Witam was wszystkich, nie będe się bardzo rozwijać bo szkoda waszego czasu, jestem kobietą w wieku 29lat mam dwóch synów u rozwód za sobą! Jestem w nowym związku od 5 lat mój obecny partner nie szanuje mnie dla niego jestem zwykła gruba baba, itp. Jesteśmy sobie razem udawajac szczęśliwy związek, u tu się robią schody, od początku pracowaliśmy w jednej firmie, ja nieszczęśliwa wydałam się w romans z chłopakiem od nas z firmy, trwało to około roku, potem wziął górę zdrowy rozsądek i zostawiłam go. Odeszłam z pracy zmieniłam wszystko będąc dalej z moim partnerem, mimo iż nie widuje tego chłopaka ciągle o nim myślę przez ostatnie dwa lata, od tyg znów zaczęliśmy pisać, wspominamy itp. Czy powinnam zostawić partnera dla kogoś z kim nie mam stabilizacji, bo go kocham czy uczucia powinny wziąć górę? Chcę być z tym facetem ale obawiam się że nie wyjdzie nam i znów moje dzieci przejdą przez piekło znów nowy facet w naszym życiu czy jest to warte tylko dlatego że ja się zakochałam, może powinnam tkwić w tym związku i czekać aż dzieci dorosna! Pomocy nie wiem co robić
1 2017-01-25 00:38:24 Ostatnio edytowany przez Olinka (2017-01-31 23:31:25)
Odpowiedz sobie na pytanie czy z obecnym partnerem jesteś szczęśliwa? Pisałaś,że Cie nie szanuje itp. Skoro jest Ci z nim źle i faktycznie nie ma do Ciebie szacunku i jesteś dla niego tylko grubą babą, to może pora pomyśleć odejściu?
Twoje życie.
sama napisałaś że udajecie szczęśliwy związek
kto nie ryzykuje, nie pija szampana
A nie możesz być samodzielną, zadowoloną z siebie kobietą, która jako ma lub nie ma atrakcyjnego faceta?
Czy musisz być dodatkiem do faceta, musisz być "grubą babą" w niby "stabilnym" związku?
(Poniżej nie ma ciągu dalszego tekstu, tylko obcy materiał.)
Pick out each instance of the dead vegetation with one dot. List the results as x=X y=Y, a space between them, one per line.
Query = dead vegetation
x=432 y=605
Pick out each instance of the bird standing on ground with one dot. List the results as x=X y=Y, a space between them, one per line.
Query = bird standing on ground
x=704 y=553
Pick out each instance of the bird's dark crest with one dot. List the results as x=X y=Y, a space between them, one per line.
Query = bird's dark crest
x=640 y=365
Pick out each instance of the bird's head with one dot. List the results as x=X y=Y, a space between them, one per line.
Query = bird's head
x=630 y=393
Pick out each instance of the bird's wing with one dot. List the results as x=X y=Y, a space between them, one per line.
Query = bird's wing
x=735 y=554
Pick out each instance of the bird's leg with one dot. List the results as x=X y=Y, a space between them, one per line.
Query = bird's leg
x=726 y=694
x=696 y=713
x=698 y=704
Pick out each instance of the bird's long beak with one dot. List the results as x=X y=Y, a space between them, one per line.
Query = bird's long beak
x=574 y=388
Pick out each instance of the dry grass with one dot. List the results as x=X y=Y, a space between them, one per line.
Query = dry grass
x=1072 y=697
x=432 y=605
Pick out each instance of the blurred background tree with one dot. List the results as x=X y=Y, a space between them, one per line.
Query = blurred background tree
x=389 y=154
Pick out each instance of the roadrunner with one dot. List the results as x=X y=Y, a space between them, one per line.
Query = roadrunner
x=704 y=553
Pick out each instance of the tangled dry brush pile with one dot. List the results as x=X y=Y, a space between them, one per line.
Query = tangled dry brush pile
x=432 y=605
Na pewno jesteś zdrowa,tylko my tak mamy,faceci obok nas robią wiele złego i nie zadają sobie takiego pytania,my natomiast tak,bo jesteśmy poranione przez zycie w toksycznych związkach stąd te wątpliwości i niska samoocena,na pytanie czy odejść?,trudno odpowiedzieć jednoznacznie,ja to zrobiłam i teraz po prostu żałuję,nie udało mi się przez kilka lat spotkać kogoś właściwego,gdy pojawiała się nadzieja to szybko znajomość się kończyła,gdybym wiedziała jak trudno jest ułożyć sobie życie na nowo to zostałabym w poprzedniej sytuacji,przynajmniej była mi znana a teraz?,jestem bardzo samotna,zdołowana,ale do sądu poleciałam szybko i chyba niepotrzebnie,ale wtedy myślałam,że spotkam jakiegoś fajnego faceta,niestety,fajni są w zwiążkach a ci wolni to tacy,których kobiety powyrzucały z domu bo piją,biją itp. i o czym tu mówić?,wstyd się przyznać do głupich decyzji.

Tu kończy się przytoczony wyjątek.